I would like to get a recommendation on how to structure ingestion of lots of tables of data. I am using autoloader currently with the directory searching mode.
I have concerns about performance in the future and have a requirement to ensure that data is processed as a complete batch.
The files dropped in storage are in the following path:
/year/month/day/hh:mm:ss/table_name/tablename_other_text.snappy.parquet
The files are dropped in batches with each table in a batch being written to the same /year/month/day/hh:mm:ss folder which corresponds to the batch timestamp for the data.
For Example:
```
.
├── 2024/
│ ├── Aug/
│ │ ├── 19/
│ │ │ ├── 07:05:40/
│ │ │ │ ├── table_1_name/
│ │ │ │ │ ├── table_1_name_other_text_0_0_0.snappy.parquet
│ │ │ │ │ ├── table_1_name_other_text_0_0_1.snappy.parquet
│ │ │ │ │ └── table_1_name_other_text_0_0_2.snappy.parquet
│ │ │ │ ├── table_2_name/
│ │ │ │ │ ├── table_2_name_other_text_0_0_0.snappy.parquet
│ │ │ │ │ ├── table_2_name_other_text_0_0_1.snappy.parquet
│ │ │ │ │ └── table_2_name_other_text_0_0_2.snappy.parquet
│ │ │ │ └── ...
│ │ │ ├── 10:07:22/
│ │ │ │ ├── table_1_name/
│ │ │ │ │ ├── table_1_name_other_text_0_0_0.snappy.parquet
│ │ │ │ │ ├── table_1_name_other_text_0_0_1.snappy.parquet
│ │ │ │ │ └── table_1_name_other_text_0_0_2.snappy.parquet
│ │ │ │ ├── table_2_name/
│ │ │ │ │ ├── table_2_name_other_text_0_0_0.snappy.parquet
│ │ │ │ │ ├── table_2_name_other_text_0_0_1.snappy.parquet
│ │ │ │ │ └── table_2_name_other_text_0_0_2.snappy.parquet
│ │ │ │ └── ...
│ │ │ └── ...
│ │ └── ...
│ └── ...
└── ...
```
The schema of the different tables are unique.
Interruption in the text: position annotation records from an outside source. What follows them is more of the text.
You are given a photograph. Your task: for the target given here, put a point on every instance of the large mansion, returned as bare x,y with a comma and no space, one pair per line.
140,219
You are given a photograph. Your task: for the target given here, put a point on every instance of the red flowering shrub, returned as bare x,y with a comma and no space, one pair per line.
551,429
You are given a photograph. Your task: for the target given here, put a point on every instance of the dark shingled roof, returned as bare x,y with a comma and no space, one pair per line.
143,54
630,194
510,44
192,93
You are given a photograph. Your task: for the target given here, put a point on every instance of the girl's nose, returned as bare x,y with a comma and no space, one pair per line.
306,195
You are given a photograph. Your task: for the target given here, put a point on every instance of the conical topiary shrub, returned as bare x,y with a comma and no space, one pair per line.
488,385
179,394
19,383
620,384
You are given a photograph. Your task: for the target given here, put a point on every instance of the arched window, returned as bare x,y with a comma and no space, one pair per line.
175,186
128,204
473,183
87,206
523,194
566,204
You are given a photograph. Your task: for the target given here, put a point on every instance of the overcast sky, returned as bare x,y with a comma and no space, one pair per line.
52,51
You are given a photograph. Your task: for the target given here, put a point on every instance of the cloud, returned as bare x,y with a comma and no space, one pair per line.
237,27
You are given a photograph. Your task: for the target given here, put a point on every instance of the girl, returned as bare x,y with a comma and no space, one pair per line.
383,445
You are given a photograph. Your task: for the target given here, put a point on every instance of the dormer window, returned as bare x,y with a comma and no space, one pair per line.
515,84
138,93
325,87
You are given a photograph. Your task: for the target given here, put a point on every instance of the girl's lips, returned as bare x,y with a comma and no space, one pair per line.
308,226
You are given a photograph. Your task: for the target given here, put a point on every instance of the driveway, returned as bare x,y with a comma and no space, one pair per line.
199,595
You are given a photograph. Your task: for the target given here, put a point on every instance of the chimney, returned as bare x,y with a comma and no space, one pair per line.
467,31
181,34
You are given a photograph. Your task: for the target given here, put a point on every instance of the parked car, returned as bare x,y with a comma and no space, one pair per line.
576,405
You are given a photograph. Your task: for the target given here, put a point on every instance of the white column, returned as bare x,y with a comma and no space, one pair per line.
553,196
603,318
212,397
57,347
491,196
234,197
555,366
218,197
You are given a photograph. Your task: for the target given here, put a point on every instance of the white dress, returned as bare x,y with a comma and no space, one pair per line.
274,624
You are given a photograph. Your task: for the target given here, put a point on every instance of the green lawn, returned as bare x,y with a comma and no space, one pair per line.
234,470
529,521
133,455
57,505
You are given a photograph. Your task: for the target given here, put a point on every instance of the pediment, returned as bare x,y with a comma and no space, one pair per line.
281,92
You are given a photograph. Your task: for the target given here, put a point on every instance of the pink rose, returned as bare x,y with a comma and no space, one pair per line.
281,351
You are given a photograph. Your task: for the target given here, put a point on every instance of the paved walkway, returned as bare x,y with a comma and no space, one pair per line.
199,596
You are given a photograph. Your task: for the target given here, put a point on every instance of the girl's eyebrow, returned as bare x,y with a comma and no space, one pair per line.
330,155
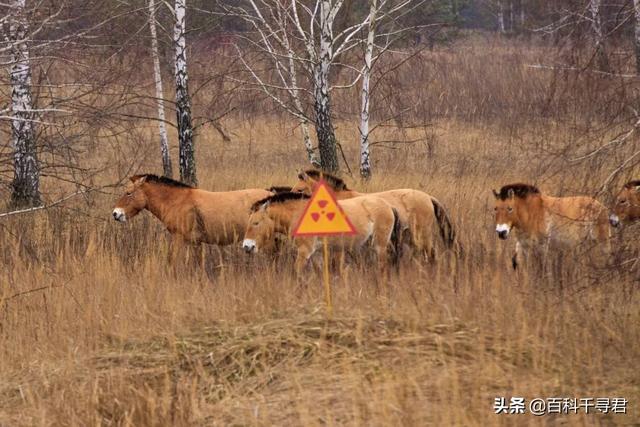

The external service that is uploading these parquet files also has a eventgrid namespace topic that it publishes events to when it has uploaded all the files for a particular batchtimestamp.
The structure of this event is:
```
{
"Id": "ee35cf85-eac5-4dc2-b78e-4412bc4918ac",
"EventType": "Banana.Storage.BlobCreated",
"Subject": "banana-tree-fox-files",
"Data": {
"BatchDate": "2024-08-19T07:05:40",
"TableNames": #HASH,
"FileDirPath": "2024/Aug/19/07:05:40",
"TableNamesArr": [
"table_1_name",
"table_2_name",
"table_3_name"
],
"FileEntries": [
{
"Filename": "table_1_name_0_0_0.snappy.parquet",
"FileSize": "16246",
"IsSkipped": false,
"HasError": false
},
{
"Filename": "table_1_name_0_1_0.snappy.parquet",
"FileSize": "19532",
"IsSkipped": false,
"HasError": false
},
{
"Filename": "table_2_name_0_0_0.snappy.parquet",
"FileSize": "19732",
"IsSkipped": false,
"HasError": false
},
]
}
}
```
Currently I am using multiple instances of autoloader to read all of the different tables using the path with wildcards to filter the data to only pull in the parquets for an individual table. This is working but feels terribly inefficient.
``` python
spark.readStream.format("cloudFiles")
.options(**autoloader_config)
.load(source_path + table_name.upper() + "/" + table_name.upper() + "*." + fileformat)
.selectExpr(
"*",
"_metadata.file_path AS SOURCE_FILE_PATH",
"_metadata.file_modification_time AS LOAD_DATETIME",
)
.withColumn("BATCH_ID", parse_file_path(col("SOURCE_FILE_PATH")))
```
The downsides of this method:
1. Each instance of autoloader is doing directory listing of thousands of files that it doesn't care about.
1. When autoloader runs it can pick up a partially written batches if a new timestamped folder has been created and parquets written for some of the tables but not all.
Options:
- have an intermediary service that is triggered by the kafka message and copies the files corresponding to the completed batch over to another blob storage account and put it in a different folder structure. probably /table_name/{timestamp}.parquet and then each autoloader only has to look at the directory that corresponds to it's table.
- Use autoloader in notification mode and create a separate queue for autoloader to look at that would only contain the blob created events corresponding to the files that have been listed in the kafka message.
I would like to know if you have any recommendations or if there is a much simplier solution using aspects of autoloader or databricks that I am unaware of.